- Born: 8 December 1932 Kasumkent, Suleyman-Stalsky District, Dagestan ASSR, USSR
- Died: 22 January 2022 (aged 89) Moscow, Russia
- Occupations: actor, stage director
- Children: Madlen Dzhabrailova

= Rasmi Djabrailov =

Russian actor and stage director (1932–2022)

Rasmi Khalidovich Djabrailov (Расми Халидович Джабраилов; 8 December 1932 — 22 January 2022) was a Russian actor and stage director.

== Biography ==
Rasmi Djabrailov was born on 8 December 1932.

He graduated from the actor's faculty at GITIS in 1955, then entered the director's faculty there and graduated in 1961. While studying, he worked at the S. Stalsky Lezgi Drama Theatre in Derbent.

For two years he worked in Tajikfilm as a second director. He was also director of the Dagestan Russian theatre in Makhachkala and chief director of the Dargin theatre in Izberbash.

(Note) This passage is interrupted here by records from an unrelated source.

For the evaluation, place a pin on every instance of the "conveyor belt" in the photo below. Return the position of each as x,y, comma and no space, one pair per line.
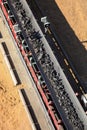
45,84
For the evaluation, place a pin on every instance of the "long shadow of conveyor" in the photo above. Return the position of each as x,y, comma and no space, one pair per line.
67,37
71,44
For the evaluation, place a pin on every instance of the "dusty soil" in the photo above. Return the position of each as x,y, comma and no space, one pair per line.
12,112
69,18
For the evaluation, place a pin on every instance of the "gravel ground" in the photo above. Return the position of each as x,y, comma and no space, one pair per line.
70,23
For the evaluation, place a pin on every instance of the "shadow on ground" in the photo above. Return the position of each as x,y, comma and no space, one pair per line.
74,48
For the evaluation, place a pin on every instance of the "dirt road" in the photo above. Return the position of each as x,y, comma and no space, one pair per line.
70,22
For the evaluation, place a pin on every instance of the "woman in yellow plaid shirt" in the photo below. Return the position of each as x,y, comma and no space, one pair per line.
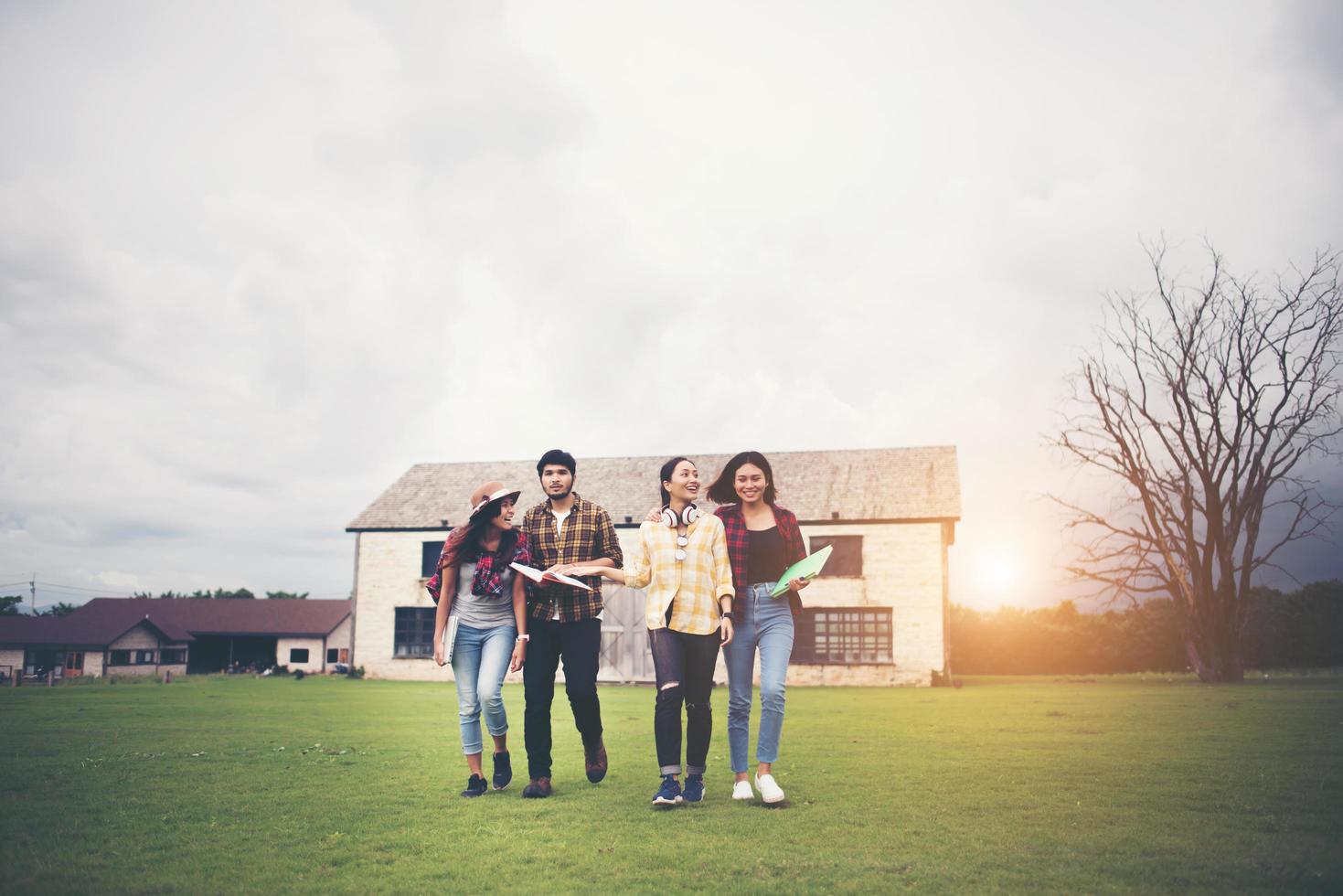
682,561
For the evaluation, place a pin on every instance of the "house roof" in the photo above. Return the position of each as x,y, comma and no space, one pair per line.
103,620
849,485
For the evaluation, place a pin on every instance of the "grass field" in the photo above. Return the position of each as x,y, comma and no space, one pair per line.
1024,784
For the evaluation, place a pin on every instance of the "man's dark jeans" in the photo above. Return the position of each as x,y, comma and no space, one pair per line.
579,645
684,667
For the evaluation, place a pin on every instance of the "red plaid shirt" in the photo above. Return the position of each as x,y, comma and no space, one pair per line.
739,544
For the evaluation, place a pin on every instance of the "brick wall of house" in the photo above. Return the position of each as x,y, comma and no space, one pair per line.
143,637
340,635
901,569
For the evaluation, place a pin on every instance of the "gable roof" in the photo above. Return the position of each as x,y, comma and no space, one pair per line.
103,620
849,485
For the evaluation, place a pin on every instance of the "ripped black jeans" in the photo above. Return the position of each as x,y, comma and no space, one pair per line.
687,663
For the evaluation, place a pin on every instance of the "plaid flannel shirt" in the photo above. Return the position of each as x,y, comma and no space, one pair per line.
587,535
690,587
739,546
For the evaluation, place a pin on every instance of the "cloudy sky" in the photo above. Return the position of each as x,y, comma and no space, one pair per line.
255,260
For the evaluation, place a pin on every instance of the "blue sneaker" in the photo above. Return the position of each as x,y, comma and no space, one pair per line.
669,795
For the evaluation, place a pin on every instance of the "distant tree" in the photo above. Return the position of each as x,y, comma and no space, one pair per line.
1201,411
58,610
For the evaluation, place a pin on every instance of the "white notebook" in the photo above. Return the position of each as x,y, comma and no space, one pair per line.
450,638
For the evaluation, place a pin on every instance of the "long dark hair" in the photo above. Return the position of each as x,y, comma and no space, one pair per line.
723,489
465,541
667,469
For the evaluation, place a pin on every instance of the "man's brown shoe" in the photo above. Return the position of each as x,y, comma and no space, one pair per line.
594,761
538,789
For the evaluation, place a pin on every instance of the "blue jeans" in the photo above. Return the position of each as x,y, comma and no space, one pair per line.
766,624
480,663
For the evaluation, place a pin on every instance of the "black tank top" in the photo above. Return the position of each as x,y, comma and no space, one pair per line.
766,557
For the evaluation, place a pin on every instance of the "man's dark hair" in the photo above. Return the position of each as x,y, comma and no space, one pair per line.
724,491
667,469
556,457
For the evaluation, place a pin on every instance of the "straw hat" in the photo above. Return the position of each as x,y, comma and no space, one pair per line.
489,493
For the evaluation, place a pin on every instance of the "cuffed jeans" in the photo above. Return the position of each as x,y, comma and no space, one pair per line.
480,663
685,663
766,624
579,645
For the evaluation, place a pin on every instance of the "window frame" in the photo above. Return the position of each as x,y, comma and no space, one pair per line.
412,629
847,640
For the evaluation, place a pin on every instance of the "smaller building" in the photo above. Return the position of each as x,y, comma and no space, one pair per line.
151,635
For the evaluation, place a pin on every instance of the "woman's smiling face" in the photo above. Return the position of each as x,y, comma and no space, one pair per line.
506,516
684,483
750,483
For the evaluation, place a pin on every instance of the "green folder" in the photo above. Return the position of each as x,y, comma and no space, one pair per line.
805,569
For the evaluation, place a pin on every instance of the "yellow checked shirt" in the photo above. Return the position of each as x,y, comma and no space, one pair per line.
690,587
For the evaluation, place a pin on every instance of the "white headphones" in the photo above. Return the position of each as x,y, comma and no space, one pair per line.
672,518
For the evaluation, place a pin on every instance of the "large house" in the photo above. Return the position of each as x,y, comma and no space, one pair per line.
143,635
879,614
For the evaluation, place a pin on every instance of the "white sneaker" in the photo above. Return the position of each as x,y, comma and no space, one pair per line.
770,792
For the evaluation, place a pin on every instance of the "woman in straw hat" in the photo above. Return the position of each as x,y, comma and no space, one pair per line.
475,583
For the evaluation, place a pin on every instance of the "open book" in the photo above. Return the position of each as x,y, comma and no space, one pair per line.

In 1962 he began his film career, appearing in the film Possessed by Tahir Sabirov.

In 1963 he went to Tula, where he worked as a director at the Tula Academic Theatre.

Since 1964 he began working at the Taganka Theatre, where he played in Yuri Lyubimov's legendary productions of Mother, The Fallen and the Living, The Good Person of Szechwan, as well as in other productions of the theatre. In 1993 he became an artist of the Taganka Actors' Union.

He was declared an Honored Artist of the RSFSR in 1987.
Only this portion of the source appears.